Il se leva, il se secoua. En traversant la chambre, il se vit dans la glace et ne se reconnut pas, livide, l’œil égaré et brillant, les orbites creux et embrumés. Il se sentit attiré par cette image et vint s’accouder sur la cheminée.

Comment en s’examinant de près, dans le fond des yeux, en vint-il à évoquer le fantôme de Françoise ? Un délire le hantait ; car tout à coup il se surprit à imiter le regard de la jeune fille, ce redressement de la paupière inférieure qui l’avait toujours tant séduit. Il revit aussi le sourire qu’elle avait levé sur lui, du coin où elle était blottie, lors de la querelle avec sa mère, et dont le trait malicieux lui était allé droit au cœur. Il s’essayait à le reproduire.

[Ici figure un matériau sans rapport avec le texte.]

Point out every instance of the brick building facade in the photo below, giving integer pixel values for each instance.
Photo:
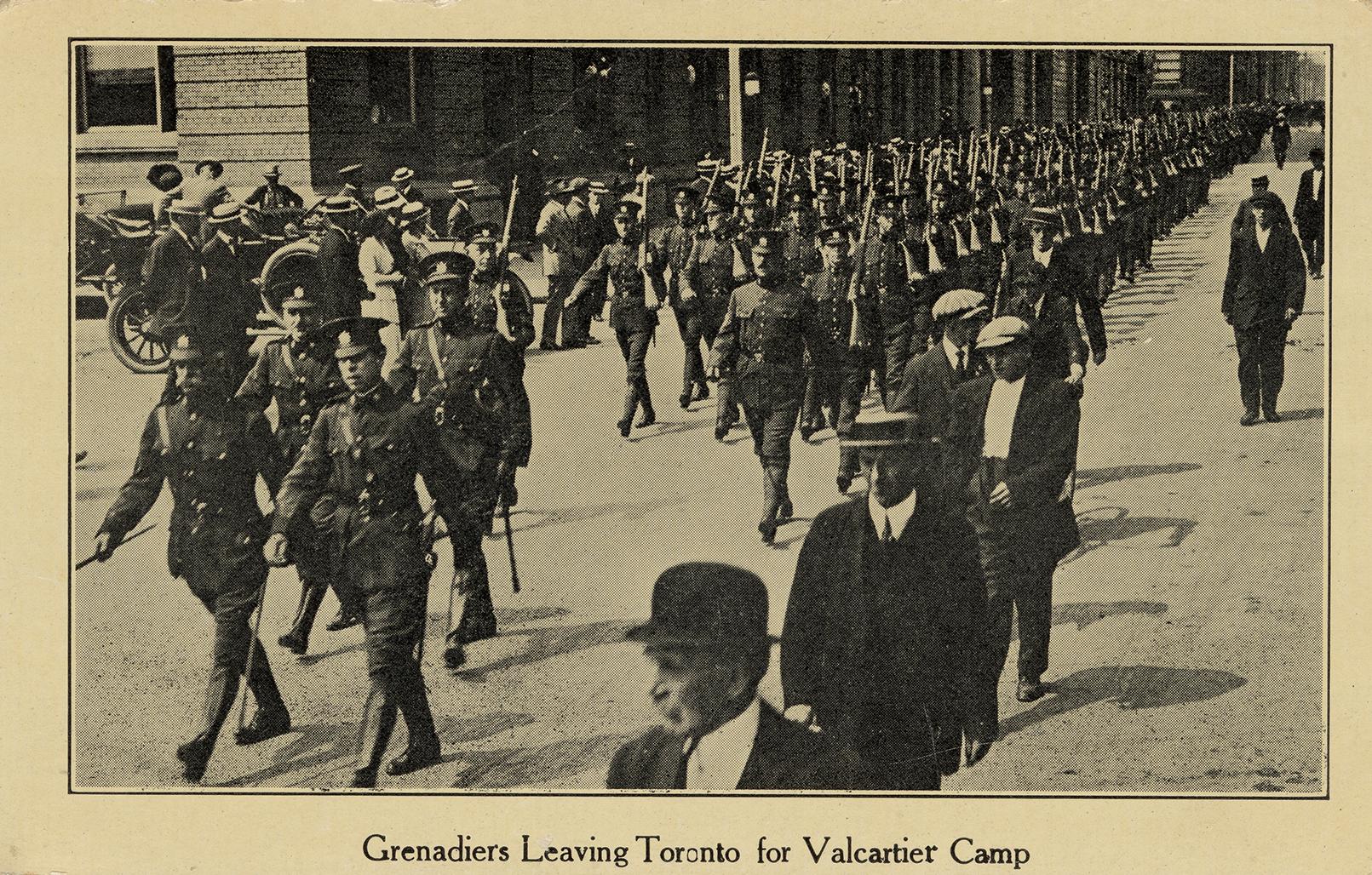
(453, 112)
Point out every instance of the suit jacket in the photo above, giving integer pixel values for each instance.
(1261, 284)
(1308, 211)
(785, 756)
(1054, 331)
(891, 655)
(1043, 457)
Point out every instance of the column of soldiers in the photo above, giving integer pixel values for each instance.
(949, 275)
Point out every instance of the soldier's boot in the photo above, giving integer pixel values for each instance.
(767, 527)
(630, 406)
(422, 746)
(377, 723)
(785, 512)
(271, 718)
(298, 638)
(645, 397)
(218, 701)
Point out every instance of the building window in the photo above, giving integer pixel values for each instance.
(390, 81)
(125, 85)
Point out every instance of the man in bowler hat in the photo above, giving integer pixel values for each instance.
(709, 638)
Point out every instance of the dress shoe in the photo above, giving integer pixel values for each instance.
(195, 758)
(345, 619)
(415, 758)
(453, 656)
(768, 531)
(267, 723)
(1030, 690)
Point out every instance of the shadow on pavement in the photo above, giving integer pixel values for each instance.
(1096, 476)
(1132, 688)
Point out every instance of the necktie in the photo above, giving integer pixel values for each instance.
(680, 782)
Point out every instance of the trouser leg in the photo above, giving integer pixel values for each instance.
(1272, 363)
(1250, 383)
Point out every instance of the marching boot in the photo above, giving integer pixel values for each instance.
(784, 509)
(298, 638)
(422, 746)
(630, 406)
(377, 724)
(646, 399)
(218, 701)
(768, 523)
(271, 718)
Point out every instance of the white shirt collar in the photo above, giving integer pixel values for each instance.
(899, 515)
(720, 758)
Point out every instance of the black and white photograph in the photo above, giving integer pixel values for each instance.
(719, 417)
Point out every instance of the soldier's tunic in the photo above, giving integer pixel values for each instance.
(489, 295)
(839, 372)
(356, 476)
(210, 455)
(301, 377)
(451, 369)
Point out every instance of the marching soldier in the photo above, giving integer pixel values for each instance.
(298, 374)
(493, 296)
(356, 476)
(768, 329)
(841, 361)
(718, 264)
(882, 276)
(210, 451)
(462, 372)
(620, 268)
(674, 246)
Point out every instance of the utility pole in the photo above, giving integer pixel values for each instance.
(736, 106)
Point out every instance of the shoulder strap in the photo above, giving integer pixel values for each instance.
(164, 426)
(438, 363)
(287, 358)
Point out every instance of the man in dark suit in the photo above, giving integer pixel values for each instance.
(927, 386)
(1015, 444)
(1264, 293)
(1042, 285)
(884, 645)
(709, 637)
(1309, 213)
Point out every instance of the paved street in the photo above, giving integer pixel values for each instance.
(1188, 638)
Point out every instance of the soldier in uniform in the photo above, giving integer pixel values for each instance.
(462, 372)
(229, 302)
(633, 314)
(767, 331)
(841, 363)
(336, 262)
(490, 298)
(718, 264)
(674, 246)
(882, 276)
(210, 450)
(298, 374)
(357, 476)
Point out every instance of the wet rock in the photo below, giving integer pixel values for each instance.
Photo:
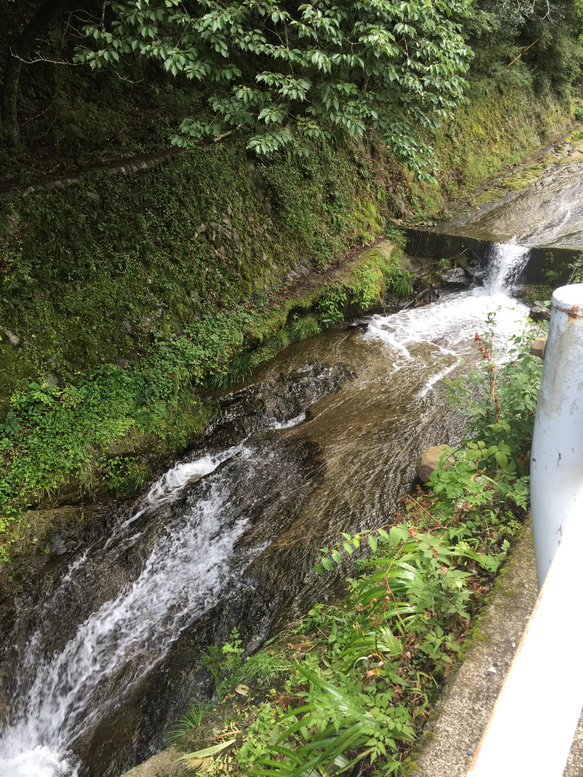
(539, 313)
(457, 276)
(427, 462)
(276, 401)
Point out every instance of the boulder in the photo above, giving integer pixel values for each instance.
(428, 461)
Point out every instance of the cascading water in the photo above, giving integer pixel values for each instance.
(207, 522)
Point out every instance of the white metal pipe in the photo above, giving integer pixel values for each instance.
(556, 470)
(535, 718)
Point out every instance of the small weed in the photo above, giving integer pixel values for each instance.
(197, 711)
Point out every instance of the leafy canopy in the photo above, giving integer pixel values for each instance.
(293, 73)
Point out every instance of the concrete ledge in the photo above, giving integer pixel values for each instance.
(454, 733)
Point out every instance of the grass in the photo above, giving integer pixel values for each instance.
(363, 675)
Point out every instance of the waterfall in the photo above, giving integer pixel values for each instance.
(193, 556)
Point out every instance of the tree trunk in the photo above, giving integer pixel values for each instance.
(42, 18)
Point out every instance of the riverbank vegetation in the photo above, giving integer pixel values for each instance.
(126, 292)
(355, 682)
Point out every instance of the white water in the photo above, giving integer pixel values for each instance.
(189, 564)
(449, 324)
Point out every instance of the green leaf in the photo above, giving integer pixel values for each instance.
(207, 752)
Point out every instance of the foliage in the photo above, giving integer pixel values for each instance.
(197, 711)
(502, 421)
(223, 662)
(367, 670)
(300, 74)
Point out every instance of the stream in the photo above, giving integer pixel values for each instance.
(108, 654)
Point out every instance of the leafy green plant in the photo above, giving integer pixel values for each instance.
(369, 673)
(331, 303)
(223, 662)
(197, 711)
(302, 74)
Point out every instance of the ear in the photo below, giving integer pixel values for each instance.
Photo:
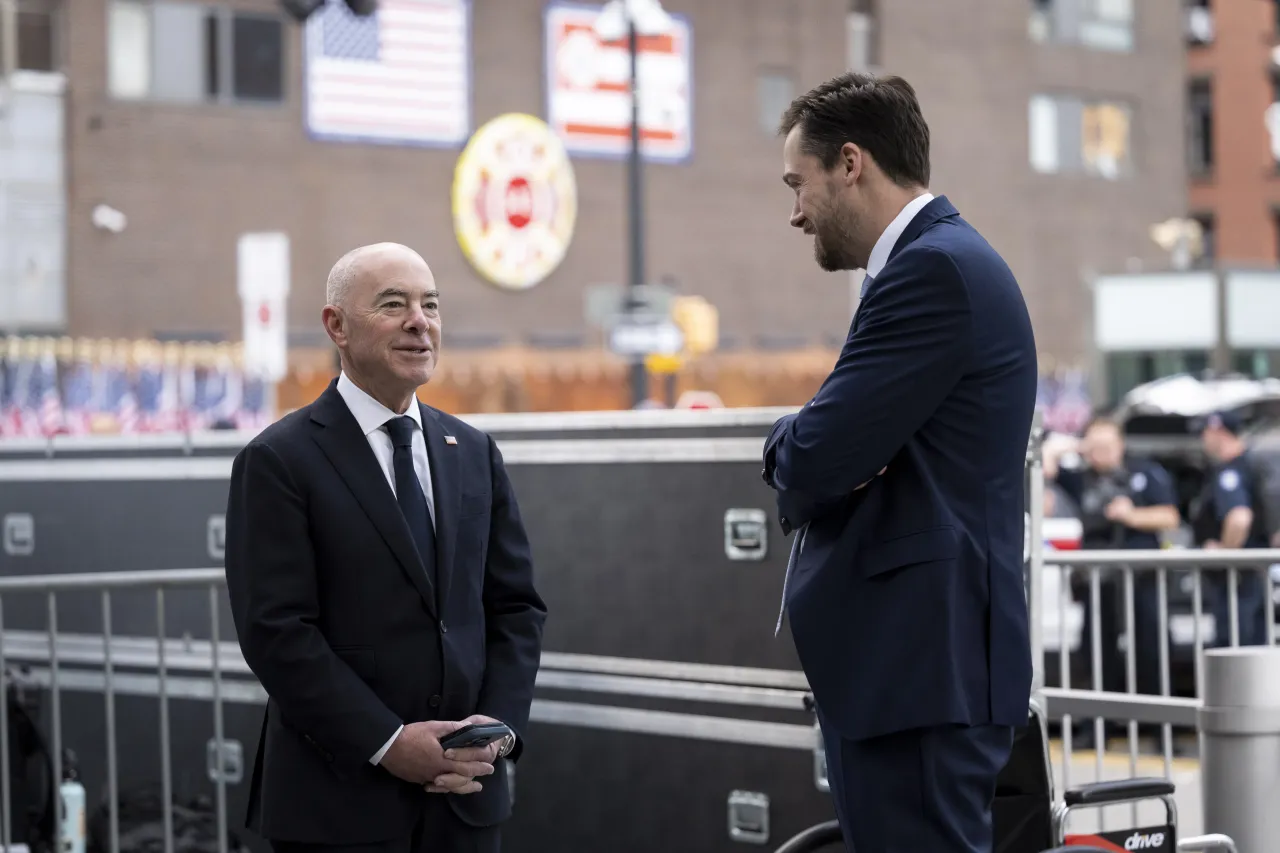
(854, 160)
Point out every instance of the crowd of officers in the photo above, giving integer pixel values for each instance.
(1127, 501)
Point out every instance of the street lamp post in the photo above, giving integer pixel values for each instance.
(634, 18)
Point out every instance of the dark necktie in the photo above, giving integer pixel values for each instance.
(408, 491)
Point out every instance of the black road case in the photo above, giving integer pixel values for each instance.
(667, 715)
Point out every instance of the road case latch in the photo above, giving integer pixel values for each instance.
(216, 537)
(819, 761)
(749, 817)
(19, 534)
(229, 765)
(746, 534)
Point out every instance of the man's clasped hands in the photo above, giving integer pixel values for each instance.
(417, 756)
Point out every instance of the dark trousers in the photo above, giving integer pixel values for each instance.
(438, 831)
(924, 789)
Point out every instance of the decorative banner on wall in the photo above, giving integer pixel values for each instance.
(401, 74)
(588, 87)
(515, 201)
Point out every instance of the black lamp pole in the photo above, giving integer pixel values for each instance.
(635, 211)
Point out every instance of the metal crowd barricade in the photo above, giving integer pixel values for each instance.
(1068, 702)
(51, 585)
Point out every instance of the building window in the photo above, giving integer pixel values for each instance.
(1127, 370)
(1101, 24)
(1208, 240)
(1069, 135)
(1200, 117)
(193, 53)
(1200, 23)
(775, 91)
(39, 46)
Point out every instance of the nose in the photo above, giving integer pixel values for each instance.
(416, 320)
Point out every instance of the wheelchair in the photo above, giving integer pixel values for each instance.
(1028, 817)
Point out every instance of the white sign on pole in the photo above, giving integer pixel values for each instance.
(647, 338)
(589, 87)
(263, 264)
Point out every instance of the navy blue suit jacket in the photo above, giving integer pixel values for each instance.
(906, 602)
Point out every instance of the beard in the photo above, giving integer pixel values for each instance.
(833, 241)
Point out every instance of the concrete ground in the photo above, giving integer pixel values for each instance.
(1116, 765)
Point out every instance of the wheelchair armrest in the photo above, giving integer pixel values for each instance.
(1118, 790)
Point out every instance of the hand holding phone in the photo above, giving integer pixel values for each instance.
(476, 734)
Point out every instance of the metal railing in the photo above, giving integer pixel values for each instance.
(1144, 575)
(106, 583)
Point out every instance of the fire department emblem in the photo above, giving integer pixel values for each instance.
(515, 201)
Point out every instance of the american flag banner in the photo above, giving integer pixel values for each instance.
(150, 396)
(50, 396)
(168, 416)
(255, 413)
(78, 391)
(7, 370)
(401, 74)
(122, 400)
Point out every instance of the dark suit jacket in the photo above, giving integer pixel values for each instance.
(906, 602)
(342, 626)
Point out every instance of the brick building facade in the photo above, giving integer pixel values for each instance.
(1234, 80)
(1056, 131)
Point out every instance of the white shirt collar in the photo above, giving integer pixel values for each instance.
(885, 245)
(368, 411)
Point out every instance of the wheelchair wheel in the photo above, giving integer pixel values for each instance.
(823, 838)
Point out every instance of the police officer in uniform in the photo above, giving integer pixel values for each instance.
(1230, 515)
(1125, 501)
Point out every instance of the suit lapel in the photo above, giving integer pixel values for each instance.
(448, 497)
(348, 451)
(938, 208)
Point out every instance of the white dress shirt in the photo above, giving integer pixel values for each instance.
(885, 245)
(373, 416)
(874, 264)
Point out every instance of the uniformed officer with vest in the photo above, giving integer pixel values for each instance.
(1229, 514)
(1125, 502)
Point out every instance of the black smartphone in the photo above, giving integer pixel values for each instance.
(479, 734)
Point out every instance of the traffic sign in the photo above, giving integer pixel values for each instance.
(645, 338)
(264, 286)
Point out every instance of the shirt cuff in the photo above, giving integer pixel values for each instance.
(378, 756)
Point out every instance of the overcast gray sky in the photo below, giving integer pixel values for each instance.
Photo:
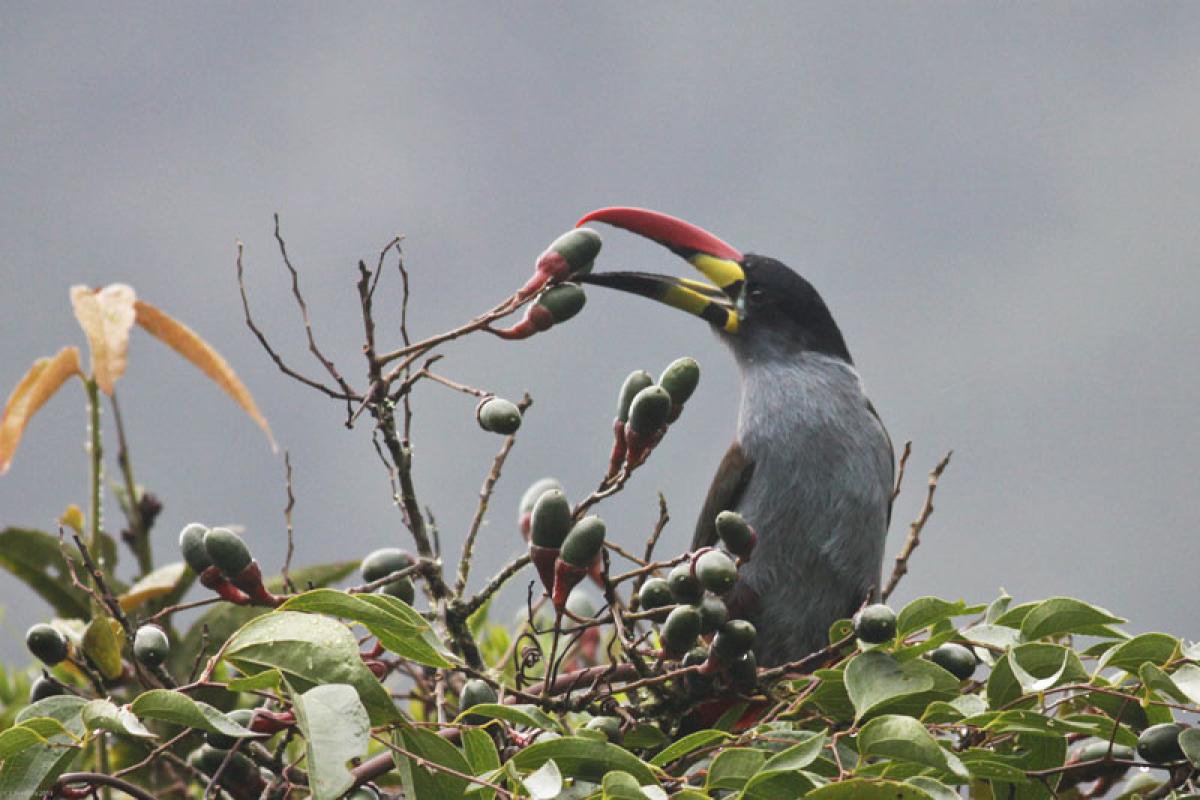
(999, 203)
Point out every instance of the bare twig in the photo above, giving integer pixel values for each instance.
(915, 528)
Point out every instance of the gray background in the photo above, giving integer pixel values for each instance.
(999, 203)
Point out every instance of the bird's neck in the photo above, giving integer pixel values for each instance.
(780, 397)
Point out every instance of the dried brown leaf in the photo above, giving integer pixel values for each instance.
(189, 344)
(39, 385)
(107, 318)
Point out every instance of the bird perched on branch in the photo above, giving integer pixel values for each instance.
(811, 464)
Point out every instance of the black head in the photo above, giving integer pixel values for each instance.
(781, 312)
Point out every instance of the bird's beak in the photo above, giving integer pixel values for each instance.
(715, 259)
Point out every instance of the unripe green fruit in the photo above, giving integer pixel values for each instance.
(744, 672)
(1159, 744)
(655, 593)
(45, 687)
(736, 637)
(191, 545)
(384, 561)
(875, 624)
(221, 741)
(551, 519)
(46, 643)
(681, 379)
(535, 491)
(681, 630)
(401, 589)
(227, 551)
(150, 645)
(563, 301)
(582, 545)
(717, 571)
(684, 585)
(498, 415)
(635, 383)
(580, 247)
(475, 692)
(649, 410)
(736, 533)
(609, 726)
(713, 614)
(954, 659)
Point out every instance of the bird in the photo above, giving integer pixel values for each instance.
(811, 465)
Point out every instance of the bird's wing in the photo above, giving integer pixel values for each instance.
(727, 486)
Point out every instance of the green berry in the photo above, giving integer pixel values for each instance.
(551, 519)
(735, 638)
(649, 410)
(150, 645)
(635, 383)
(681, 379)
(1159, 744)
(535, 491)
(684, 585)
(227, 551)
(655, 593)
(681, 630)
(713, 614)
(401, 589)
(579, 247)
(191, 545)
(717, 571)
(45, 687)
(875, 624)
(47, 643)
(563, 301)
(384, 561)
(498, 415)
(220, 740)
(609, 726)
(954, 659)
(736, 533)
(582, 545)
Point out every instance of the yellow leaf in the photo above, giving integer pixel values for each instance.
(102, 644)
(189, 344)
(156, 584)
(107, 318)
(37, 386)
(73, 518)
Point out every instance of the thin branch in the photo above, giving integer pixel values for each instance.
(915, 528)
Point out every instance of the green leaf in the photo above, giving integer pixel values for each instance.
(391, 620)
(335, 728)
(481, 755)
(310, 650)
(1061, 615)
(35, 558)
(1037, 661)
(226, 618)
(732, 768)
(529, 716)
(867, 789)
(876, 680)
(1147, 648)
(36, 768)
(429, 781)
(179, 709)
(691, 743)
(583, 758)
(108, 716)
(102, 644)
(906, 739)
(924, 612)
(545, 782)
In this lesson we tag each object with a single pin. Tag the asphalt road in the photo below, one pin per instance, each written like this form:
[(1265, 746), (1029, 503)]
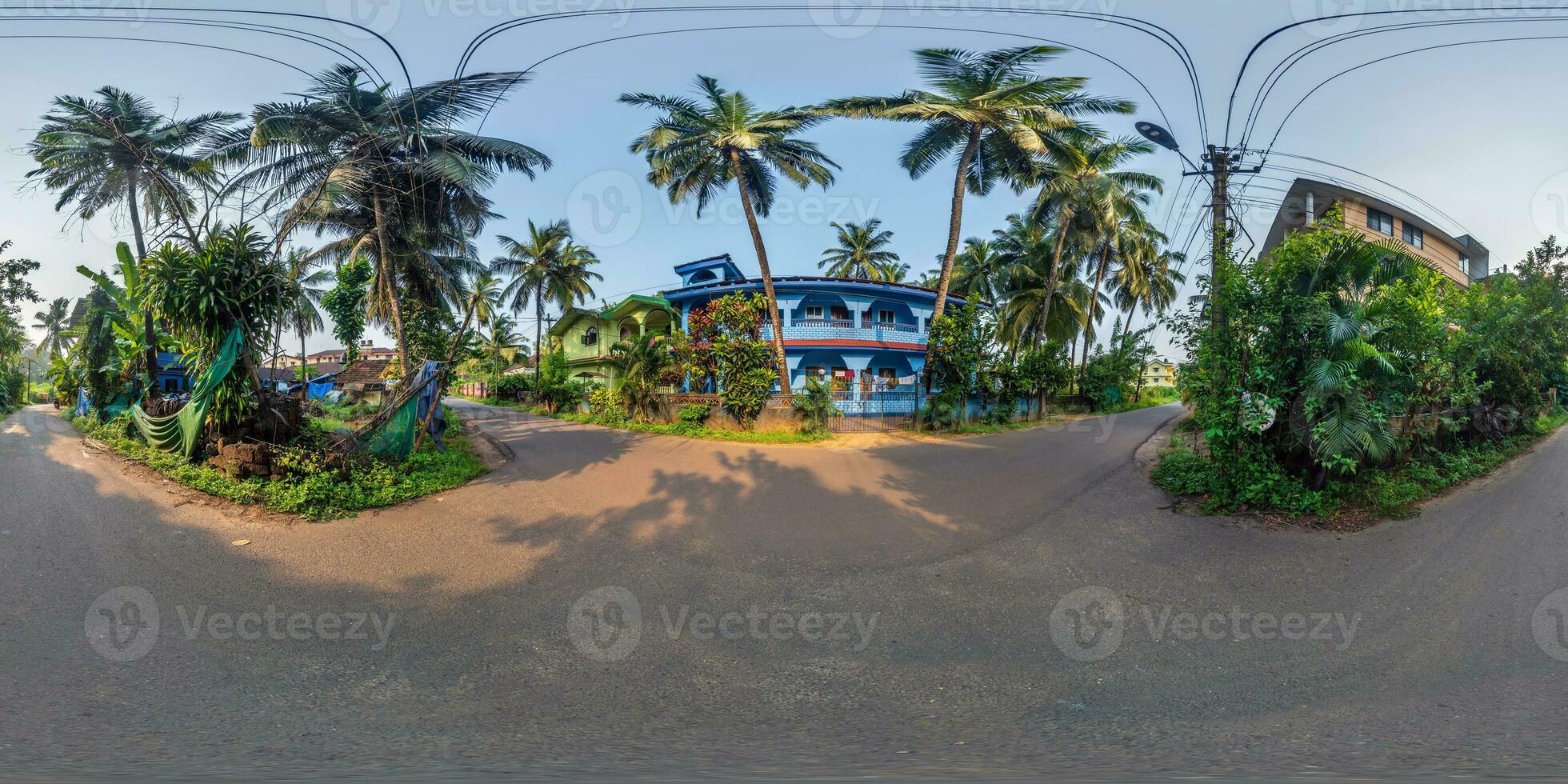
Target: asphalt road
[(1002, 606)]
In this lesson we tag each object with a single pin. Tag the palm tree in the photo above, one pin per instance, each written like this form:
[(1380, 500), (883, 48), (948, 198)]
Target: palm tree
[(99, 153), (994, 112), (640, 366), (303, 286), (1089, 194), (700, 145), (55, 325), (1130, 237), (978, 270), (1026, 248), (546, 267), (391, 170), (862, 253)]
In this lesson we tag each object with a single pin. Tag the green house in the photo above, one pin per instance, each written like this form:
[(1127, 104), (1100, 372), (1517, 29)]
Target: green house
[(587, 334)]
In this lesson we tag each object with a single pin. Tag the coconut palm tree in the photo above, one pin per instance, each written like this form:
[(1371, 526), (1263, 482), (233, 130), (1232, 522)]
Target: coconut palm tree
[(115, 150), (548, 267), (860, 251), (1089, 194), (1026, 248), (55, 325), (979, 270), (993, 112), (1148, 282), (703, 143), (502, 336), (388, 168), (1131, 237)]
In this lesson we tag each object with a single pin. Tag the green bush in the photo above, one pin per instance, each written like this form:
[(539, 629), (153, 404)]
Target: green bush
[(694, 419), (311, 485)]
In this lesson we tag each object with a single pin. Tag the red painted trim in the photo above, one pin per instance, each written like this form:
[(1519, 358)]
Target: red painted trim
[(857, 344)]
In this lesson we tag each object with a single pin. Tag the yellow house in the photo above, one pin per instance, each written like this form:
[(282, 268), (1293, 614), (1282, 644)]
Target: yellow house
[(1159, 374)]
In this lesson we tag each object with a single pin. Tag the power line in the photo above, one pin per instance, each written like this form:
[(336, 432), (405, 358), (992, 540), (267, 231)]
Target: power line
[(1170, 39), (1241, 73), (1272, 80), (1158, 107)]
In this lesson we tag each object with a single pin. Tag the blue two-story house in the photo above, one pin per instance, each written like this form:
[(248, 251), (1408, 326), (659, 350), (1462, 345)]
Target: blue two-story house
[(860, 334)]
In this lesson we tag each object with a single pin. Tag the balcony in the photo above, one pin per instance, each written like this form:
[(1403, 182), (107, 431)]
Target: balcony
[(849, 330)]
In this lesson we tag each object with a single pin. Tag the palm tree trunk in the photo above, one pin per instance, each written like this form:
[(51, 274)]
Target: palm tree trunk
[(394, 298), (146, 313), (538, 323), (1056, 264), (767, 274), (1094, 302), (955, 220)]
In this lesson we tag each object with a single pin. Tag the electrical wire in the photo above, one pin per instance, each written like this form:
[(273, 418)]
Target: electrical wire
[(294, 14), (1158, 107), (1241, 73), (336, 47), (154, 41), (1170, 39), (1254, 114)]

Il s’habitua ainsi à l’idée d’un bonheur qui, d’abord monstrueux, ne lui semblait plus que piquant par le sacrifice de Claire. Le rêve irritant, le fatigant cauchemar de ses insomnies de fièvre allait être une réalité !

Il s’écarta de la glace, fit quelques tours dans la chambre pour changer le cours de ses réflexions. Mais la présence récente de Mme  Daveline semblait en avoir imprégné l’air d’un charme pervers qui ne se dissipait pas. L’idée de fuir lui revint encore. Il la repoussa, et un peu par un motif assez bizarre : pour ne pas se montrer, lui, homme, trop inférieur à cette femme de tête !

Alors, pour se calmer, peut-être pour s’étourdir, il résolut de revoir Françoise tout de suite. Et il partit pour les Cabines.

Il la trouva seule au salon. Claire était rentrée et ressortie presque aussitôt.

Il vit la jeune fille s’avancer vers lui, les yeux rayonnants de bonheur, un sourire céleste sur les lèvres. Elle lui prit la main avec une vivacité et une tendresse émues, et la serra fortement.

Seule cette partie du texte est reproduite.